We quizzed each other until we pulled into the parking lot. My stomach was in knots. We get inside the building and some employees who you could tell hated their lives made us remove our belongings and jewelry and walk through a few body scanning devices. After our thorough search and pat down they sent us up to sign in. We had to sign a few things after we checked in. One was a form that asked us what language we needed our interview to be conducted in. What the hell. Is this for serious? Call me crazy but I think MR. AND MRS. JONES would probably like their interview in ENGLISH. I understand we are the only caucasian people within a 5 mile radius, but do you?! That's like trying to card an 85 year old trying to buy booze. It's a little redundant.

Anyways, we took a seat and tried to act like we weren't freakin' out about who our immigration officer might be. As they came out to call in different people we tried to size them up. "that guy looks like a jackass, I hope we don't get him" and so on. We look to the row of seats next to us as a couple is called back, and I can't even make this shit up. The woman (who was the american"anchor" in the relationship) was, no lie, about 6'3'' and I would ball park 250 lbs. Her husband? He was Indian (they were both dressed in full garb and head pieces IN JULY IN GEORGIA). He was maybe 5'5'' and maybe 130 lbs. Anywho, about 15 or so minutes after they disappeared into the enclosed hallway they walked out of the waiting room and we were directly called back. The officer we met seemed nice enough, as she called us back into her rather small office. As soon as we walked in it hit us. A smell that was so potent it reached up and smacked us in the face. It was an incredibly disgusting combo of body odor and curry? maybe? Whatever it was it was obvious that the jolly green giant and her pint sized Indian were probably the culprits. It was so bad the immigration officer asked if we minded her spraying an immense amount of lysol to quell the stench. We said please do.

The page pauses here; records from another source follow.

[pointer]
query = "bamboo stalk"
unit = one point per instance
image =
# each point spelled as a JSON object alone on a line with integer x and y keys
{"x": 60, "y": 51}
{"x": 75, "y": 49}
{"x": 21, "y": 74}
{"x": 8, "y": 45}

As soon as we were seated and comfy we had to stand back up again to do our oaths. You know, to swear that we won't lie about anything. sidenote: we were told, and had read to absolutely make NO jokes! about anything...

So, we are in the process of raising our hands and standing to take the oath when Brett's big butt tags the side of my rib cage and I fly into this woman's office wall. Brett without skipping a beat reaches over and picks me up, almost brushing me off and says, "oh it's ok, this stuff happens all the time, I kinda forget how big I am." -I can't decide...can I laugh? I say oh what the hell and let out a giggle and agree "yes and he forgets how small I am!" We do the oath and then Brett gets a special quiz and I am not allowed to talk. Some of the yes or no questions he then gets to answer straight faced involved things like, harboring fugitives, taking part in terrorist organizations, smuggling drugs, smuggling prostitutes, you know THE USUAL?!?!?!?!

And if any of you know my husband, talking to him about any combination of those items and expecting him to not make a joke or laugh is like asking him to stop breathing. Seriously. Luckily after he "took me out" during our oath the woman had warmed up a bit to the fact that we are a ridiculously silly pair of people. So she let a few smirks and comments slide.

Then I get to talk! yay! time to answer questions that have nothing to do with the fact that I may actually be in love with my husband. Wanna get an idea of what they are allowed to ask, and just might ask? Here ya go. Good stuff right? Stress me right out! Then we show off the wedding pictures that further prove we actually like each other, and had a legit ceremony, and didn't blow $30,000 for a weekend because we think scamming the US government is a fun, yet pricey hobby. Then I was asked, "Can I take some of these photos out to keep in your file?". Why no, you can't. Those photos are glued to an immaculately designed scrapbook. Isn't there a $10,000.00+ copy machine that my tax money paid for lying around here somewhere that we can use?

We conclude our interview and Brett gets a handshake and a congratulations- he is now allowed to work and pay taxes. Congrats sucker! But at least we were then on the long road to him becoming a productive "citizen". We are creeping up on our 3rd anniversary now and all he has is a temporary green card. But I will save that headache for another day.